In the following results (check below), beta1 (y-intercept) = -0.65207 and beta2 (slope) = 0.37613. The beta1 value shows when x = 0 (education), then mean income = -0.65207. The beta2 value shows as education increases by every 1 year, then mean income increase by 0.37613 units. Sigma = 2.52513 is the residual standard error. This result suggests there is a positive correlation between education and income. Those with higher education will have a higer mean income.
library(Zelig)
data(turnout)
head(turnout)
ols.lf <- function(param) {
beta <- param[-1]
sigma <- param[1]
y <- as.vector(turnout$income)
x <- cbind(1, turnout$educate)
mu <- x%*%beta
sum(dnorm(y, mu, sigma, log = TRUE))}
library(maxLik)
mle_ols <- maxLik(logLik = ols.lf, start = c(sigma = 1, beta1 = 1, beta2 = 1))
summary(mle_ols)
## --------------------------------------------
## Maximum Likelihood estimation
## Newton-Raphson maximisation, 12 iterations
## Return code 2: successive function values within tolerance limit
## Log-Likelihood: -4691.256
## 3 free parameters
## Estimates:
## Estimate Std. error t value Pr(> t)
## sigma 2.52613 0.03989 63.326 < 2e-16 ***
## beta1 -0.65207 0.20827 -3.131 0.00174 **
## beta2 0.37613 0.01663 22.612 < 2e-16 ***
## ---
## Signif. codes: 0 '***' 0.001 '**' 0.01 '*' 0.05 '.' 0.1 ' ' 1
## --------------------------------------------
summary(lm(income ~ educate, data = turnout))
##
## Call:
## lm(formula = income ~ educate, data = turnout)
##
## Residuals:
## Min 1Q Median 3Q Max
## -6.2028 -1.7363 -0.4273 1.3150 11.0632
##
## Coefficients:
## Estimate Std.
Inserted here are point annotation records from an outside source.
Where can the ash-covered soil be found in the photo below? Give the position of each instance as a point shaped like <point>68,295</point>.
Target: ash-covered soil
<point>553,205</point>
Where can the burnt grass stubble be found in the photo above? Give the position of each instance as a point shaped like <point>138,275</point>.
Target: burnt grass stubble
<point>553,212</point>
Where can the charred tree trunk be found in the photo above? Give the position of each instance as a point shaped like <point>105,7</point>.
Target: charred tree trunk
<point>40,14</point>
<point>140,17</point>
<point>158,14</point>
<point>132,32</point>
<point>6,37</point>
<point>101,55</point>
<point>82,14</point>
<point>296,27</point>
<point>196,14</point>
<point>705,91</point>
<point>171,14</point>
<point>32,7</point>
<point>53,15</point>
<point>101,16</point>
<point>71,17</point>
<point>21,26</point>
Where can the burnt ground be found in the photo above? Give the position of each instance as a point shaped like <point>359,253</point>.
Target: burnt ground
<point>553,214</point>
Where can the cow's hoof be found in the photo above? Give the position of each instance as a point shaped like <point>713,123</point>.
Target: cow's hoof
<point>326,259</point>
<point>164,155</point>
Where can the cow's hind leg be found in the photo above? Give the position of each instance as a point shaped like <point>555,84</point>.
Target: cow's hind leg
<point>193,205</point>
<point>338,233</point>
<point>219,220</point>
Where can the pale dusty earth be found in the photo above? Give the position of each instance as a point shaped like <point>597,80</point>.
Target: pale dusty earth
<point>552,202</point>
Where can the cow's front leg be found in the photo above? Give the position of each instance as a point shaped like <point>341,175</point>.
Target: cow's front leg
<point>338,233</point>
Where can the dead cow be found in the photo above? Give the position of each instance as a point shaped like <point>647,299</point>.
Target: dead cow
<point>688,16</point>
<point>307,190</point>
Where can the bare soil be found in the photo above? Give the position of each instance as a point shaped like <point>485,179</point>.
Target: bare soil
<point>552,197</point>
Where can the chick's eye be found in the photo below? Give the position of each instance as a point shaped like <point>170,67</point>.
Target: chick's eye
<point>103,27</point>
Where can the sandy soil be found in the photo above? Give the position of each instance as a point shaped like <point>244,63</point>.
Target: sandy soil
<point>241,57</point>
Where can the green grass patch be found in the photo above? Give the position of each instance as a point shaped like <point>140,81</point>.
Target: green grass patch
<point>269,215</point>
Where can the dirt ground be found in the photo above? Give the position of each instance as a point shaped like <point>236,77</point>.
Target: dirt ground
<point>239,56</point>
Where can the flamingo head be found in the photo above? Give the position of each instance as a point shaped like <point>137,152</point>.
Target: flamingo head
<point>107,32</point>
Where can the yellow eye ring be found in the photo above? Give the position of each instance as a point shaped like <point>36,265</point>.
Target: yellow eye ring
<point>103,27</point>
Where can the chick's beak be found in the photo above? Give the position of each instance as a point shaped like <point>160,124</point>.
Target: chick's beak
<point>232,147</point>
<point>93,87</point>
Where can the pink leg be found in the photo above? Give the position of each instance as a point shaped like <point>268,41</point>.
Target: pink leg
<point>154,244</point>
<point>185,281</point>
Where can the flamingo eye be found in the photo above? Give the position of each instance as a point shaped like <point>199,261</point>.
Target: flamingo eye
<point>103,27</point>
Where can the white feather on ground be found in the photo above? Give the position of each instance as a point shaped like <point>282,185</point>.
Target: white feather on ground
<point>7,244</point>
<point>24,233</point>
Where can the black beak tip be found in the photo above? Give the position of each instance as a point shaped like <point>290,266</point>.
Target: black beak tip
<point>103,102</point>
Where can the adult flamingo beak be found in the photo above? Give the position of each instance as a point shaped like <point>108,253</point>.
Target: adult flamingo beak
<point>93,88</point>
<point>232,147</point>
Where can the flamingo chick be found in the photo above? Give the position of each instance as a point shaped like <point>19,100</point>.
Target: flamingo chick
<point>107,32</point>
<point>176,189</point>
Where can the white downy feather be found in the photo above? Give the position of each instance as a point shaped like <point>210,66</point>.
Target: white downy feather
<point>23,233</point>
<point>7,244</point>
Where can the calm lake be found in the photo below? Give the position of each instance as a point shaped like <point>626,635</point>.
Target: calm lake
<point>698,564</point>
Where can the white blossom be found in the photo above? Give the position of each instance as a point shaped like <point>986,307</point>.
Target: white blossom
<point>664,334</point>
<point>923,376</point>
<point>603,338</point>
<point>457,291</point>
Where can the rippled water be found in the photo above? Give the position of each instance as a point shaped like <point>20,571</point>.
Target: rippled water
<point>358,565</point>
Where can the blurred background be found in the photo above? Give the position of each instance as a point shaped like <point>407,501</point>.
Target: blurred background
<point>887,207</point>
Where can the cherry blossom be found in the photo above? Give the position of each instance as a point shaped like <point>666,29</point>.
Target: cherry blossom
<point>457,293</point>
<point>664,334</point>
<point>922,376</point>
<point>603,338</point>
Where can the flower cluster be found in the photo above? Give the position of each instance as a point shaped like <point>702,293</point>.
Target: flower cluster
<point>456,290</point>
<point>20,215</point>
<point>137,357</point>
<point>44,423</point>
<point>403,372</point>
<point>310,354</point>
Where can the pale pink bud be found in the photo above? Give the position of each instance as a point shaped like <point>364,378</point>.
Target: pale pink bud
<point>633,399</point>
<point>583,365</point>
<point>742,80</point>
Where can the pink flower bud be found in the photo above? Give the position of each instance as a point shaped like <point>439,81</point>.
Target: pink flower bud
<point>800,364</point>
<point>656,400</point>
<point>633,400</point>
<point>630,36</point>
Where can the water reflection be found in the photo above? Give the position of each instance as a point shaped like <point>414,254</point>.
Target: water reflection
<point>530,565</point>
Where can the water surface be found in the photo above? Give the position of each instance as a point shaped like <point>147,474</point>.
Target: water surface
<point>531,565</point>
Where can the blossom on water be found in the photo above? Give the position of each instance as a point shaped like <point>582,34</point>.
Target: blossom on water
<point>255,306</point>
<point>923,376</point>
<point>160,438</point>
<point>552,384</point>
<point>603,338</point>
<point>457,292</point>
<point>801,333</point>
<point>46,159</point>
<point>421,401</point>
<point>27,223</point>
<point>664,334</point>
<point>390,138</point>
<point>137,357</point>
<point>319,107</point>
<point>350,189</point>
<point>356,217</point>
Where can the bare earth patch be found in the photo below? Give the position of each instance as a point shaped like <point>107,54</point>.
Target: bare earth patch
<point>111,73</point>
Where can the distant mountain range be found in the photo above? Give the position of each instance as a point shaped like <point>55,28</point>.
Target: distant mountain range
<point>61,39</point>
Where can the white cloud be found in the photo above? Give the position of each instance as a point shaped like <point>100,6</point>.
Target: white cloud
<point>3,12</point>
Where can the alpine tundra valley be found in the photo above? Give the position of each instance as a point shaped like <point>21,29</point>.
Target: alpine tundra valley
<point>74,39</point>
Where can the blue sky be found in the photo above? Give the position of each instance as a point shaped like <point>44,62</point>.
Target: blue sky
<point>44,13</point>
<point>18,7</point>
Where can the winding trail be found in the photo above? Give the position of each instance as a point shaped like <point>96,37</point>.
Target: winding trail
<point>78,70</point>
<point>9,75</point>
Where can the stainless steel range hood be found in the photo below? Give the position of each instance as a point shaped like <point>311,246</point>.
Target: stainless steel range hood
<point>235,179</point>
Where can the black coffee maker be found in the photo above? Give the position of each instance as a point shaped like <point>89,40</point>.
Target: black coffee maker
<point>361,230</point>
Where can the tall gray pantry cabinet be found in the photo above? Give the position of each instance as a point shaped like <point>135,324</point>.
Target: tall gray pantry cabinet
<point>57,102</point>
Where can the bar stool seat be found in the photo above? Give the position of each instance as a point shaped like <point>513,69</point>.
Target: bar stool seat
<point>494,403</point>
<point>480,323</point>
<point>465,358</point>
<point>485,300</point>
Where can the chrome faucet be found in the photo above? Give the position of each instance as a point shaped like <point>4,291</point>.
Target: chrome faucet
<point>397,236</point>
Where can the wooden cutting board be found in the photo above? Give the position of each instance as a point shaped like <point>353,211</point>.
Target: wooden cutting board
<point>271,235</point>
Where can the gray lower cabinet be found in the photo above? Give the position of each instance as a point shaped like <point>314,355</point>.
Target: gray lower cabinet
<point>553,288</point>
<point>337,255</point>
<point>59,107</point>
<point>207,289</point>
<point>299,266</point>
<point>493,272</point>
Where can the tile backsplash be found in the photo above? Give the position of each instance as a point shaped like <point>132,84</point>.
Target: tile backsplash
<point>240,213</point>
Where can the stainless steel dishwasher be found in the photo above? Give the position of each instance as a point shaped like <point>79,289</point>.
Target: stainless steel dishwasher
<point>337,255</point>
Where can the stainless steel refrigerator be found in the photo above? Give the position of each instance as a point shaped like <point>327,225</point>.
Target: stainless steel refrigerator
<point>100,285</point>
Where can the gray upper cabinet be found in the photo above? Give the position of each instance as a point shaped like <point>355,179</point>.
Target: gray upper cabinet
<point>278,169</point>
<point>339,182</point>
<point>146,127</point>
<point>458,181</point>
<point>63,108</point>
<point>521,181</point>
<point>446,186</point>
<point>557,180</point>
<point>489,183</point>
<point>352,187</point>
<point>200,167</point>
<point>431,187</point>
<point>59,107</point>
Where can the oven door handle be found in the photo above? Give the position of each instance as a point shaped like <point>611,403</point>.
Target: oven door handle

Error t value Pr(>|t|)
## (Intercept) -0.65207 0.21016 -3.103 0.00194 **
## educate 0.37613 0.01677 22.422 < 2e-16 ***
## ---
## Signif. codes: 0 '***' 0.001 '**' 0.01 '*' 0.05 '.' 0.1 ' ' 1
##
## Residual standard error: 2.527 on 1998 degrees of freedom
## Multiple R-squared: 0.201, Adjusted R-squared: 0.2006
## F-statistic: 502.8 on 1 and 1998 DF, p-value: < 2.2e-16
In the following results (check below), theta1 (y-intercept) = 1.461011 and theta2 (slope) = 0.109081. The Mu = 3.516764 is the mean income. The theta1 value shows when x = 0 (education), then the standard devation of income = 1.461011. The theta2 value shows as education increases by every 1 year, then standard deviation of income will increase by 0.109081 units.This result suggests there is a positive correlation between education and income inequality. Those with higher education will have a higher variation in income.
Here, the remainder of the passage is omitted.